Matching the melody acetate with a live harmony vocal was incredibly demanding, and it could not have been easy to get through a take. Any flub meant starting from scratch – the easily degraded acetate was only good for a single play. “That's another instance of doing something without thinking about it,” Page says. “And had I known that I was doing anything innovative, I might have worried more about it!” When Les Paul and Mary Ford got into piling up vocal tracks on reel-to-reel tape several years later, it was a vastly simpler undertaking.

“Oh, I definitely feel that I haven't been given some of the recognition,” Page says. “None of the innovation with the overdubbing has ever been attributed to me – I had never thought about who was first and who was second, I just knew that I came out with it before. And when this author working on a book about Les Paul contacted me to find out exactly how and when it was done, that kind of put this bug in my ear.”

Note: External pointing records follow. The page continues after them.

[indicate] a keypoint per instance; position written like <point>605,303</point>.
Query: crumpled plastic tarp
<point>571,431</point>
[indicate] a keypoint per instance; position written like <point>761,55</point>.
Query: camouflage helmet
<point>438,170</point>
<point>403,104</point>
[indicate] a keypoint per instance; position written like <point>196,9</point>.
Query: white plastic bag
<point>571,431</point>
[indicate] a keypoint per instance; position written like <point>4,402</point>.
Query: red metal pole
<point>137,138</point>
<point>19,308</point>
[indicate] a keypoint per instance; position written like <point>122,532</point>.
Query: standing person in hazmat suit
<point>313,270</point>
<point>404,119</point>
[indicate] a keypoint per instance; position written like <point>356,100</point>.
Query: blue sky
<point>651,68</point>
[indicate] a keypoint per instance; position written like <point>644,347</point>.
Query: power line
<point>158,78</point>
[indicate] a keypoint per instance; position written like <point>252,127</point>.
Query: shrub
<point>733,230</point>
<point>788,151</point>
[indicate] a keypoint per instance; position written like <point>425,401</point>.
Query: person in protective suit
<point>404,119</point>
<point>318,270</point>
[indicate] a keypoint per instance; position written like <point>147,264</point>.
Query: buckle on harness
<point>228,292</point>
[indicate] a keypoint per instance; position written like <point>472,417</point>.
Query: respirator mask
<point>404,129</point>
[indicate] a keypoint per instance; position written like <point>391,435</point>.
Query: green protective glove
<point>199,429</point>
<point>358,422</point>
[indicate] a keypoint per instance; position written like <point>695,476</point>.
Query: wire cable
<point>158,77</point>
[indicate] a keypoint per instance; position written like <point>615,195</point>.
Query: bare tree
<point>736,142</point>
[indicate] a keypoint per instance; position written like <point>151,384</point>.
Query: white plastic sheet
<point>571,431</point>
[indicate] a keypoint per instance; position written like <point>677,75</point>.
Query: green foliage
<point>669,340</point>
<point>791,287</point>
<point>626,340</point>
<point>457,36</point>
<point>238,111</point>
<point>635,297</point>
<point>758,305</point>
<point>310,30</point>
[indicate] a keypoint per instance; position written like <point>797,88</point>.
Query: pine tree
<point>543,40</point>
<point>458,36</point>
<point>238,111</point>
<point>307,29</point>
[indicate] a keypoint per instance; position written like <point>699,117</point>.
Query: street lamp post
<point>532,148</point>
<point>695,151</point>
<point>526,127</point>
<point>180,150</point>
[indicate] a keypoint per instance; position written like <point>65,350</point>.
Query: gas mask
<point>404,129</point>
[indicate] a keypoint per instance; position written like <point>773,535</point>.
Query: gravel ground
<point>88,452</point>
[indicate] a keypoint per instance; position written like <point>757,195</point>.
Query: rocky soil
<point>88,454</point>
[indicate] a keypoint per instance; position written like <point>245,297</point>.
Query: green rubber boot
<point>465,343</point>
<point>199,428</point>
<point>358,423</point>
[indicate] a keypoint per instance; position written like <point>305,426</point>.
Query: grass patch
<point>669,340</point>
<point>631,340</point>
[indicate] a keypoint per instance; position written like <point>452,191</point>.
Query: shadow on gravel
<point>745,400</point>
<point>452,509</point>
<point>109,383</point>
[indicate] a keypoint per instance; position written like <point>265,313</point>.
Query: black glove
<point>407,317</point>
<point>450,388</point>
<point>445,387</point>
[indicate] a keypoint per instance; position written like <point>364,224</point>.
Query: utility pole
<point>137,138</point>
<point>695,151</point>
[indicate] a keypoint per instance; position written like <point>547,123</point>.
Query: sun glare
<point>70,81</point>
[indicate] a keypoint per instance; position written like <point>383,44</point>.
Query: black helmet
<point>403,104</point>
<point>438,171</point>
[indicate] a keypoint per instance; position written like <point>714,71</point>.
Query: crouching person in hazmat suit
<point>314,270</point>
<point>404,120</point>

While Page is perhaps overlooked as a studio innovator, and the Golden Celebration set highlights her extraordinary recorded catalog, the emphasis ought to be on what is really important: her outstanding evolving artistry. Page herself hesitantly agrees that she has only improved with time:

“I guess I am a better interpreter now. I conjure up things while I'm doing a song – it may not have anything whatsoever to do with the lyrics; they're experiences that can bring on a reaction within one's self. I think that has to be done with any kind of creative medium that you're involved in. It's a natural technique . . . I never thought about it, really.”